Jimmy Goulding, a Technical Director and Electrical Technologist with the Cape Town based Energy Unit of global engineering and infrastructure advisory company Aurecon, championed the cause of small hydro in a determined effort to ensure its rightful place in South Africa’s energy future.
“In 2014, I considered that if improvements were made to the newly introduced Version 2.8 Grid Code for Renewable Power Plants (RPPs) to make the Code more compatible with viable small hydro technology, it would open the door to small hydro development in our country,” says Goulding. “The necessary changes, as I saw them, specifically related to the Grid Connection Code for RPPs connected to South Africa’s electricity transmission or distribution system, as well as the clauses in the Code relating to Meteorological Data requirements and Forecast Data.”
“Everybody in the industry understood that changes to the Code were required to ensure small hydro was a viable option under the REIPPPP. With years of experience in both hydro and Grid Code compliance, Jimmy stepped forward and set out to develop recommended changes to the Code for discussion with the National Energy Regulator of South Africa (NERSA) and the South African power utility, Eskom,” comments Paul Nel, Aurecon’s Unit Manager – Energy & Resources, Cape Town.
The introduction of the REIPPPP Code was achieved with admirable speed, and reflected the fact that wind and solar powerwould be the major renewable contributors to the electricity grid. Consequently, the drafting of the Code was based on inverter type technologies, whereas, unlike wind and solar, hydro generators are synchronous machines. This fundamental technical issue, among others, was at odds with the requirements of the Code and effectively constrained the development of small hydro.
“Once wind and solar were successfully on track, it was a case of drawing the attention of the authorities to the fact that although of lesser potential, small hydro could have a worthwhile future, especially considering that, unlike wind and solar, hydro has very high levels of availability. This could be unlocked if certain changes were made to the Code,” says Goulding.
The key issue with the Code was that it required a hydro facility to stay connected to the grid under some specific network disturbances, which would have been extremely complicated given the different nature of these types of machines.
“To comply with the Code, small hydro units would have had to be designed with massive flywheels to ensure they had enough momentum to ‘ride through’ the faults. Ultimately, this would have made the designs exorbitantly expensive and unfeasible,” explains Goulding. “Other issues that I felt needed to be raised included the way energy forecasts had to be done based on meteorology that was incompatible with the characteristics of small hydro generators.”

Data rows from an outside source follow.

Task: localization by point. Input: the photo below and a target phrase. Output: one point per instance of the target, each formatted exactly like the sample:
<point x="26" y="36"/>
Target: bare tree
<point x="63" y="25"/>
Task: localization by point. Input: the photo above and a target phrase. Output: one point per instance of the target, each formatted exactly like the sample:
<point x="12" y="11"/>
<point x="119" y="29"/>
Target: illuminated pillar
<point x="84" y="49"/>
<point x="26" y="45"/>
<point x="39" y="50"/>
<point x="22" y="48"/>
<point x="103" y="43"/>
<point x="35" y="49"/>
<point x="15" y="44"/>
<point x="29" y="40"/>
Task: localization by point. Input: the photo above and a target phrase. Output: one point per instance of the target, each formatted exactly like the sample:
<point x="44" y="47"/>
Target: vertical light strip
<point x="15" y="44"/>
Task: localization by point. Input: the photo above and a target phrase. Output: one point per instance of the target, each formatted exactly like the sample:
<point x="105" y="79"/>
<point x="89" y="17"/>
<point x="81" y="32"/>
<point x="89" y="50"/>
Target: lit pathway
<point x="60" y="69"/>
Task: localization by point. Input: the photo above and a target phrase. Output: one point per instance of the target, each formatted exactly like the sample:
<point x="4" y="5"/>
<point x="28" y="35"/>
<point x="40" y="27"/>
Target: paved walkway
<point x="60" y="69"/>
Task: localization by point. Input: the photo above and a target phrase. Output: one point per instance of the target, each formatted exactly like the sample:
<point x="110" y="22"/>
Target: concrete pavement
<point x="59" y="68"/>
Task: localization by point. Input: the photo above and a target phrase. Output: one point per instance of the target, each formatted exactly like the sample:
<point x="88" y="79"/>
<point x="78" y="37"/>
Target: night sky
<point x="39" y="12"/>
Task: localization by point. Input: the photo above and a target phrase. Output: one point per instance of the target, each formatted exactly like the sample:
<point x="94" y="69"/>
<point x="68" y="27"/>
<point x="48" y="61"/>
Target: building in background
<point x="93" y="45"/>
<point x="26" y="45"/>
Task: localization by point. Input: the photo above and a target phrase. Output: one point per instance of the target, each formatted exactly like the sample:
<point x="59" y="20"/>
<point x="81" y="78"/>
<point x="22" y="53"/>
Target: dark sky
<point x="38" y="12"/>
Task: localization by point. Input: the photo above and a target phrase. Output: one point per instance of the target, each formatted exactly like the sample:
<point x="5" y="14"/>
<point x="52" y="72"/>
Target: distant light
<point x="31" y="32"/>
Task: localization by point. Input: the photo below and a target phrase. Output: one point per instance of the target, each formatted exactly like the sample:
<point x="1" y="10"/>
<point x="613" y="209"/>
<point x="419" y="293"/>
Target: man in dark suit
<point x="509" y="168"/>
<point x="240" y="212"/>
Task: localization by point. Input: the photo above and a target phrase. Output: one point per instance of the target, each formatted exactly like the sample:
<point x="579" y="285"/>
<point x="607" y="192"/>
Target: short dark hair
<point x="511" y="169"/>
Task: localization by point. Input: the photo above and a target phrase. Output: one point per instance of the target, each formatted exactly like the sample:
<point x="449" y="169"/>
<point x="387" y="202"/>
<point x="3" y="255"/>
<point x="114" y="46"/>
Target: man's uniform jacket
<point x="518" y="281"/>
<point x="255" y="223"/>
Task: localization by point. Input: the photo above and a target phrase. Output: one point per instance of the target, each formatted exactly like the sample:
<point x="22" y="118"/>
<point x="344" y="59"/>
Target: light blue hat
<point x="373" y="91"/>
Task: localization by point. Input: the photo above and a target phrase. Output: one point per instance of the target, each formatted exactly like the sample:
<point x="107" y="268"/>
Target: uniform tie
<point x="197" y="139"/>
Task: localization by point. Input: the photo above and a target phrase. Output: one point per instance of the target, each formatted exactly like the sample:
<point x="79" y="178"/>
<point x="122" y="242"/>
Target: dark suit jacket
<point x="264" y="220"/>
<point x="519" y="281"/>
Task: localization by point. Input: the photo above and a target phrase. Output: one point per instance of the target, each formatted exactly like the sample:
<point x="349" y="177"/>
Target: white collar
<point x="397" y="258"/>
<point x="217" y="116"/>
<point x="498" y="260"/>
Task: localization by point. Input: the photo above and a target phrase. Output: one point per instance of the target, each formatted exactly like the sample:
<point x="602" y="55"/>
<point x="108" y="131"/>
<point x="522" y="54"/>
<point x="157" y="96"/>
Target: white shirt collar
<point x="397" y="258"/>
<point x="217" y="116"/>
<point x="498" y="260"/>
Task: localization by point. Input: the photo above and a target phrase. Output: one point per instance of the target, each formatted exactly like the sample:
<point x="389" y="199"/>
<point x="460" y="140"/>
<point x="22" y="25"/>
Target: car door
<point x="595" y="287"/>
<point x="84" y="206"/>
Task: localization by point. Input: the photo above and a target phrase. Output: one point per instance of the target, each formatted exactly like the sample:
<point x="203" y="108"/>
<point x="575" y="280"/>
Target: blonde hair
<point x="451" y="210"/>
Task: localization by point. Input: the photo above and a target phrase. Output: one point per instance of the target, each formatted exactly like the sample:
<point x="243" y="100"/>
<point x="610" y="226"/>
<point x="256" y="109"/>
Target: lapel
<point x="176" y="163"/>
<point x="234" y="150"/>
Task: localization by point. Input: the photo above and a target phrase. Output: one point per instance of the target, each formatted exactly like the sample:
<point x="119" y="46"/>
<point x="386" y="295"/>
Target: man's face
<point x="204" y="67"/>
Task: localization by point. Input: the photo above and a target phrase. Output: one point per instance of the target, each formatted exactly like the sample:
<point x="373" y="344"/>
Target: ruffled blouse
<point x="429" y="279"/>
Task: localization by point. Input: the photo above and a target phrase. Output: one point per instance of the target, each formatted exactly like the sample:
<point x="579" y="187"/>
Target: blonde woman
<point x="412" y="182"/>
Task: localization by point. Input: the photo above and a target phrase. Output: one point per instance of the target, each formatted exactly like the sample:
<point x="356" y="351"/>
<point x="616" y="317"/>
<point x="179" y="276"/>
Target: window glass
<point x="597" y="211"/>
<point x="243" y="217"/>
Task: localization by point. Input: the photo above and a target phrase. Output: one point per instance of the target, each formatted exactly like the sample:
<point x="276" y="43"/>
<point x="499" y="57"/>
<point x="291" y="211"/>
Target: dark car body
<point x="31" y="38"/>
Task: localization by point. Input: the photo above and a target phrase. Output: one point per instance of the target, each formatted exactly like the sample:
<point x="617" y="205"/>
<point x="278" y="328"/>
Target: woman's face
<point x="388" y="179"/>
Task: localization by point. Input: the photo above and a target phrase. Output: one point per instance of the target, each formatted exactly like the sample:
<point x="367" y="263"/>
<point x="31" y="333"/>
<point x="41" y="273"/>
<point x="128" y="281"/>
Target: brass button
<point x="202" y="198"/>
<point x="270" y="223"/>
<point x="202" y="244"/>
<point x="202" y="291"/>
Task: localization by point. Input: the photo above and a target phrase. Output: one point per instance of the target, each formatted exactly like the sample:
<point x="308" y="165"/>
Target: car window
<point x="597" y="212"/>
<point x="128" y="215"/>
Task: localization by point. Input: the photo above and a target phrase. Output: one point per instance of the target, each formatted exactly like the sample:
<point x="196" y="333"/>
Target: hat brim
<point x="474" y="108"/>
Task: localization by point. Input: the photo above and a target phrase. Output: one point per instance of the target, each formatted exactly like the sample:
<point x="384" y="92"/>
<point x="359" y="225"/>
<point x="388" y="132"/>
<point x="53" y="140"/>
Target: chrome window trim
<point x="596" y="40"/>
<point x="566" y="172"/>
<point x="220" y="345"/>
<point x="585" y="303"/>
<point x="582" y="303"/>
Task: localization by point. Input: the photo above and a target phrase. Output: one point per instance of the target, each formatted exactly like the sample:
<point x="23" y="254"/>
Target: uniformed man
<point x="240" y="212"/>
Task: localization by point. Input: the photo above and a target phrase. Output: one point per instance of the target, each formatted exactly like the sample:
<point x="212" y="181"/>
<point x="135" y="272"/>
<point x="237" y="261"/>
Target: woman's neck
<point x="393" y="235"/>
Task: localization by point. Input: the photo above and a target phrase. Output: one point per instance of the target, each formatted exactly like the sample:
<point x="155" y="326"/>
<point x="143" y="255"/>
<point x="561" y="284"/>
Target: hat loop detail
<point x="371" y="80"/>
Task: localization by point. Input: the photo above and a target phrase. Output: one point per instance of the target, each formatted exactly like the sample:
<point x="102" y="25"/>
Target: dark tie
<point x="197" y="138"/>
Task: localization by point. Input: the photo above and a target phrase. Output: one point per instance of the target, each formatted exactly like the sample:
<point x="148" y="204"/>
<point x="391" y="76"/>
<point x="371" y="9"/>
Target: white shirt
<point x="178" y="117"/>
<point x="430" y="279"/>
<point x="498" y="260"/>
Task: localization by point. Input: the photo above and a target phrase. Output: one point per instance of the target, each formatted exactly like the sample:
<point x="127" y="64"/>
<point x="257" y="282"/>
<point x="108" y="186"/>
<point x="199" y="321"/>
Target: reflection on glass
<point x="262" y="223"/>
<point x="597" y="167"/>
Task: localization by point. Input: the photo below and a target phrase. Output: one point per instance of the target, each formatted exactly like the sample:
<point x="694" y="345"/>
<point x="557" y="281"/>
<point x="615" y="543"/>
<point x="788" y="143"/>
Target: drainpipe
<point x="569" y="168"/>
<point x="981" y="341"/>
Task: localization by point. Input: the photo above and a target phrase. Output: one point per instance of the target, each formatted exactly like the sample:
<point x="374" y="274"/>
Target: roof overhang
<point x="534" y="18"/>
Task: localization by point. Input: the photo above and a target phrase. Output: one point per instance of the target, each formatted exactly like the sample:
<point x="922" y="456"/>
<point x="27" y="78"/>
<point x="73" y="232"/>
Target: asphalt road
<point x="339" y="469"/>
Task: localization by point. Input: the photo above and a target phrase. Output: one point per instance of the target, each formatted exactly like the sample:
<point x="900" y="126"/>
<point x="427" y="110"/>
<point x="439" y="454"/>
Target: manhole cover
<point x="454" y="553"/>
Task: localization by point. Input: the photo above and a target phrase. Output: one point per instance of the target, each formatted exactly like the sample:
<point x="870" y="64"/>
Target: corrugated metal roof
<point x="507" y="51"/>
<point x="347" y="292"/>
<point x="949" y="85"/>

After pursuing a lone campaign for a considerable time, the value of Goulding’s expertise began to be appreciated and he was asked to Chair a small hydro work group to discuss his proposals with the system operator Eskom. The engagement process started in November 2014 and presentations of proposed amendments for the Code were made to the Grid Code Advisory Committee and an industrial expert team in October 2015.
Once these two bodies accepted the proposals, they were drafted by Eskom into a new Code for presentation to NERSA for their approval. This led to a proud day for Goulding, when the Version 2.9 revision of the Grid Code was published in November 2016.
“I believe a key lesson learned is that too often problems, such as the issues I had with the Grid Code for small hydro facilities, are dismissed as the government’s problem,” concludes Goulding. “Eskom and NERSA are to be commended for their willingness to work with industry experts to develop regulatory Codes that facilitate beneficial technological development. It is tremendously important for the private sector to be actively engaged in helping to define this country’s energy future.”
“We congratulate Jimmy Goulding on a remarkable achievement. He has established himself as an industry leader in this field and his individual services are being sought by Aurecon’s clients,” says Nel. “There are currently four small hydro projects in South Africa that have either been developed or are being developed and will benefit directly from the ‘Goulding’ changes to the Code, saving developers millions of Rands in engineering design, and compliance mitigations. Most importantly, small hydro has come in from the cold and future development is now realistically possible and financially viable.”